O meu caminhar está mais pesado e espaçado. A palheta que levo na boca torna o meu assobiar mais sereno e melódico, destrona qualquer melancolia causada pelos caules finos das plantas ribeirinhas que se deixam levar, hirtos, numa bela dança pelo sopro do vento norte a galope. O terreno é acidentado. Na verdade, ainda não tive tempo para o pavimentar. Está assim desde o dia em que enfim…
No horizonte o sol parecia um quarto de laranja cortada pelo telhado da nossa velha cabana que nunca cheguei a terminar. Dói só de olhar. As memórias de um Amor vivem aqui debaixo desta cabana. Recordo-me, penosamente é um facto, de quando fugíamos de casa quando a lua cheia estava já bem no alto e os nossos pais já dormiam profundamente. Éramos dois fugitivos vigiados pelas estrelas. Dois fugitivos loucamente apaixonados, eternamente prometidos um ao outro pelos deuses que vivem nas margens deste rio. Era esta a nossa paragem. Atrelado a nós trazíamos sempre a frescura do ar deste vento que faz mover moinhos, e nos fazia mover a nós. O Pequeno barco, do velho que um dia deixou esta casa abandonada, abarcou muitas vezes connosco enquanto navegávamos nesta pequena lagoa onde o rio descansa. Nele uma vez escrevinhei com um pau o teu nome. Ainda hoje aqui está. Pensei com toda a minha inocência que isto poderia, talvez, perpetuar a nossa relação. Em vão, como sabes.
Neste alpendre desgastado, também ele, pela idade e quem sabe pela minha falta de sorte, fizemos a lua, o sol, as nuvens, e amor. Amor, pensei eu. Fui enganado por sentimentos mesquinhos que adorava sentir. Sim esses mesmos, quando te senti as entranhas que me aqueceram loucamente o coração, quando o teu toque fazia libertar em mim gemidos de prazer abrasivos como as cinzas de um grande fogo, quando o prazer evidente nos teus olhos azuis mais lindos que o mar, mais claros que o céu na primavera, mais vibrantes que o cantar de um tenor me sufocavam num oceano sem fim de paixão. Era, realmente era. Agora no alpendre só tenho a minha guitarra. Aquela que tocou, amiúde, para ti. Uma corda já se partiu e bateu-me. Ironicamente foi o que me fizeste. Partiste e ainda me esbofeteaste a alma. Infelizmente não és uma “corda” recuperável. Infelizmente? Peço desculpa, felizmente.
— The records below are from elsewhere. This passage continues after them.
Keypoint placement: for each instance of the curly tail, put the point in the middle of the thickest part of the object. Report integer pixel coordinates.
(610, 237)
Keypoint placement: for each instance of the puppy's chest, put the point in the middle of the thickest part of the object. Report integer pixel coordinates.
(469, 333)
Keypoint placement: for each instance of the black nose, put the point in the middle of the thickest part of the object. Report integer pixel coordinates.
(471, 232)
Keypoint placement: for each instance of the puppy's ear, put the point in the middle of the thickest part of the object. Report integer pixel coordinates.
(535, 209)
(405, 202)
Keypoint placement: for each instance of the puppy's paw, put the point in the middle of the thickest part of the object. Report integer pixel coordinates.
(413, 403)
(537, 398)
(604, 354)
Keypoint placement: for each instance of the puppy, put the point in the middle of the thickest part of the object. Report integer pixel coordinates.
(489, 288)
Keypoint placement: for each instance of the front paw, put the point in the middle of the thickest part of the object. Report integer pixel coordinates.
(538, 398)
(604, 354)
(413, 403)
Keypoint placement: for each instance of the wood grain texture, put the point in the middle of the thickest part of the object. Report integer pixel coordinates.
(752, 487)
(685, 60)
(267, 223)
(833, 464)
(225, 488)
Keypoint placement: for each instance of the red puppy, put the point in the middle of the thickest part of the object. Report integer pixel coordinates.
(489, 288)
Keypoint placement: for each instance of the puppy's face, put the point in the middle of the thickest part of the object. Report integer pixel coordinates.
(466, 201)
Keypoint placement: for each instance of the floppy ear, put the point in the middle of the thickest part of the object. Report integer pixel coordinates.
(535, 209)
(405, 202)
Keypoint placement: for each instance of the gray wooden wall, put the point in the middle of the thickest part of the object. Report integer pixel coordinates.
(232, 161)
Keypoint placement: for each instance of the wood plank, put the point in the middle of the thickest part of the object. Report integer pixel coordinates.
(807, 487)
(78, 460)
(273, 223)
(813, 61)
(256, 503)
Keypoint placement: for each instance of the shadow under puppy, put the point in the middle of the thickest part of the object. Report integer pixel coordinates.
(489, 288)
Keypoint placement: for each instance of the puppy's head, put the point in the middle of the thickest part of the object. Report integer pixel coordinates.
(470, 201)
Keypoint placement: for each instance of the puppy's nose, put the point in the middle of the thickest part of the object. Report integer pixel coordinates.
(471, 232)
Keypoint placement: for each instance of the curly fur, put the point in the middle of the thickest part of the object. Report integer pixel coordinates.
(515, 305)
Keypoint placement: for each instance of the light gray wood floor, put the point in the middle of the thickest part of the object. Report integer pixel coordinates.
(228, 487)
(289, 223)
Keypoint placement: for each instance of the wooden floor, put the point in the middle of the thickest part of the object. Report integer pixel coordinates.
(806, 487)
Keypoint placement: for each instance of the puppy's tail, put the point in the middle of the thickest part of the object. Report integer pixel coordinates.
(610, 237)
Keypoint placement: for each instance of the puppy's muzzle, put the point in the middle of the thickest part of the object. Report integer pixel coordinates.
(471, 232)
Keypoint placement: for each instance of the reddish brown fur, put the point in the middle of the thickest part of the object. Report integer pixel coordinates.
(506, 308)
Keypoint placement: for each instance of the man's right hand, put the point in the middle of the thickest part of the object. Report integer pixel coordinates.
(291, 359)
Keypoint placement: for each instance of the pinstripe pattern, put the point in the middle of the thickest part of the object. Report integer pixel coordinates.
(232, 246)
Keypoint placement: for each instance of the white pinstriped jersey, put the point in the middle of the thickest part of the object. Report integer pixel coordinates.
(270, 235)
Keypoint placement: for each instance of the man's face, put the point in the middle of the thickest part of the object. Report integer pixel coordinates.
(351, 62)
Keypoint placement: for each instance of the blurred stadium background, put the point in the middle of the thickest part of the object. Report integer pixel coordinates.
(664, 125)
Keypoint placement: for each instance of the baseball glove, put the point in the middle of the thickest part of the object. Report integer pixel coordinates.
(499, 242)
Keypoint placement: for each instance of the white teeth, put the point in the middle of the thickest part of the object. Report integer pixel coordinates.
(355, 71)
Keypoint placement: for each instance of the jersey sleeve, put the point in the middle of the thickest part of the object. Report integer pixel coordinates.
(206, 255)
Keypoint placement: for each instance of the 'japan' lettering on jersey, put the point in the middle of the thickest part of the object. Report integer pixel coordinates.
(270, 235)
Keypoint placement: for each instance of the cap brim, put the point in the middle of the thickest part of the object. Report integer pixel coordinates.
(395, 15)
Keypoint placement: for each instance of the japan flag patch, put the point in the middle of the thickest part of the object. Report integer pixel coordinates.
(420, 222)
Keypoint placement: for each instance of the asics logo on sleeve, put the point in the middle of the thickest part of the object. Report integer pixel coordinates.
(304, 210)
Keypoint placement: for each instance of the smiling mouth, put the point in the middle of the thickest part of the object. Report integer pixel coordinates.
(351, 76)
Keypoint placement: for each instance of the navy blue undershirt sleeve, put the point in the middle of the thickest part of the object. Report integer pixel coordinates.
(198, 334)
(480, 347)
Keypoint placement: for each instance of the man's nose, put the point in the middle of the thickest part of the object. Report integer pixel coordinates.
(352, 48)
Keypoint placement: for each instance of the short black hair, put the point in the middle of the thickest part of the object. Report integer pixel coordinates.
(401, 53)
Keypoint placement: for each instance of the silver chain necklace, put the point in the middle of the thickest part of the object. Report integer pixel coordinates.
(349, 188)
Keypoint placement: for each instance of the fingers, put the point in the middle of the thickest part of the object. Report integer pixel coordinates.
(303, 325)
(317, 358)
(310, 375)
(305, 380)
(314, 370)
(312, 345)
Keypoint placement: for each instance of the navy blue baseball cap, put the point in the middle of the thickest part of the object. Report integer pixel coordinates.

Ainda agora brincas comigo. Sinto-te todos os dias sobre mim a abraçar-me como se não me quisesses deixar. No outro dia estava no alpendre e julguei que me tivesses beijado. Nem aí em cima, para lá das estrelas e do cosmos misterioso, na terra onde todos vivem eternamente, me deixas em paz.
Bem, resta-me o meu passado escrito com tinta indelével que tu própria criaste, pintaste, desenhaste, rabiscaste, engendras-te. E agora os meus dentes rangem como as portas velhas, os músculos tremem como o teu cabelo em desalinho, os dedos estalam como castanholas sevilhanas, as estações do ano entram em alvoroço e turvam a água que deixaste diáfana como aljôfar.
A vontade de viver aparece serôdia, quando aparece, múltiplas vezes não chega a ser hipótese. Pois, nem eu compreendo o que digo. A minha sabedoria é cega surda e muda e vive no inverno, isso te garanto. Mas sabes, gostava de voltar a sentir que 1 mais 1 podem ser 3, e que a totalidade é maior que a soma das partes, que o impossível pode ter um “se” e que todas as situações deixam de ter um “mas”, que os rios nascem no mar, e que a lua pintámo-la nós nas noites em que os besouros pousavam na nossa cabeça como se fossem a nossa consciência. Enfim, já percebi. E se eu sorrir? Virás tu perseguir-me e beijar o meu nariz como fazias? Ou vais deixar-me energúmeno e néscio como os salmões que apanho para sustento?
Que raiva. Fazes-me sentir um sortudo na vida, e acreditar que me abandonaste aqui neste mundo cruel com Amor. Até me fazes achar que no mundo há pessoas bem piores do que eu que todos os dias lutam com a vida ao contrário do que faço por ter desistido. Porque me fazes cair em utopias e mexericos de que morreste a dizer o meu nome e me Amavas? Porquê que eu sinto que te Amo? Explica-me este deboche.